学术文献库

Purpose: To develop a novel deep-learning model that integrates radiomics analysis in a multi-dimensional feature fusion workflow for glioblastoma (GBM) post-resection survival prediction. Methods: A cohort of 235 GBM patients with complete surgical resection was divided into short-term/long-term survival groups with 1-yr survival time threshold. Each patient received a pre-surgery multi-parametric MRI exam, and three tumor subregions were segmented by neuroradiologists. The developed model comprises three data source branches: in the 1st radiomics branch, 456 radiomics features (RF) were from each patient; in the 2nd deep learning branch, an encoding neural network architecture was trained for survival group prediction using each single MR modality, and high-dimensional parameters of the last two network layers were extracted as deep features (DF). The extracted radiomics features and deep features were processed by a feature selection procedure to reduce dimension size of each feature space. In the 3rd branch, non-image-based patient-specific clinical features (PSCF) were collected.
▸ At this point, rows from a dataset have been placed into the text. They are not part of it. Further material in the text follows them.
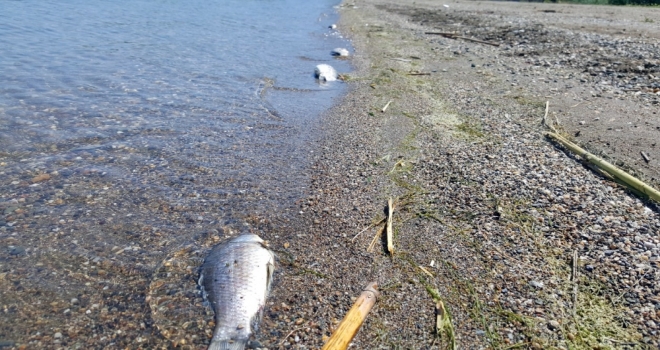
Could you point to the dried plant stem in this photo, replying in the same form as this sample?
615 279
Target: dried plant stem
390 239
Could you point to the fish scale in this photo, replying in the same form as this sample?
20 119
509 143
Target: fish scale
236 278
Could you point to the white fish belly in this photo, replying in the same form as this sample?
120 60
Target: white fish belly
236 277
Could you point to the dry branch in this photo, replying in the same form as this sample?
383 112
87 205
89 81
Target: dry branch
368 227
390 241
574 280
452 35
385 108
349 326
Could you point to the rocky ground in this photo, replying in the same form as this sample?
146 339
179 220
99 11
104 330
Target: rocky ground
489 214
489 218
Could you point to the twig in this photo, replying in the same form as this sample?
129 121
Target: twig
349 326
628 179
452 35
545 117
579 103
425 271
368 227
390 242
443 324
290 333
479 41
376 237
574 280
385 108
446 34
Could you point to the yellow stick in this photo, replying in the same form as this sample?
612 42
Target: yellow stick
390 241
613 170
349 326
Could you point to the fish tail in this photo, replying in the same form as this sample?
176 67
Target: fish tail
228 344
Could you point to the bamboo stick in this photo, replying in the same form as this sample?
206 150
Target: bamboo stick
628 179
390 241
385 108
349 326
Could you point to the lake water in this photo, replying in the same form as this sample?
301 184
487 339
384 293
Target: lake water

Finally, data sources from all three branches were fused as an integrated input for a supporting vector machine (SVM) execution for survival group prediction. Different strategies of model design, including 1) 2D/3D-based image analysis, and 2) different data source combinations in SVM input design, were investigated in comparison studies. Results: The model achieved 0.638 prediction accuracy when using PSCF only, which was higher than the results using RF or DF only in both 2D and 3D analysis. The joint use of RF/PSCF improved accuracy results to 0.681 in 3D analysis. The most accurate models in 2D/3D analysis reached the highest accuracy 0.745 with different combinations of RF/DF/ PSCF, and the corresponding ROC AUC results were 0.69(2D) and 0.71(3D), respectively.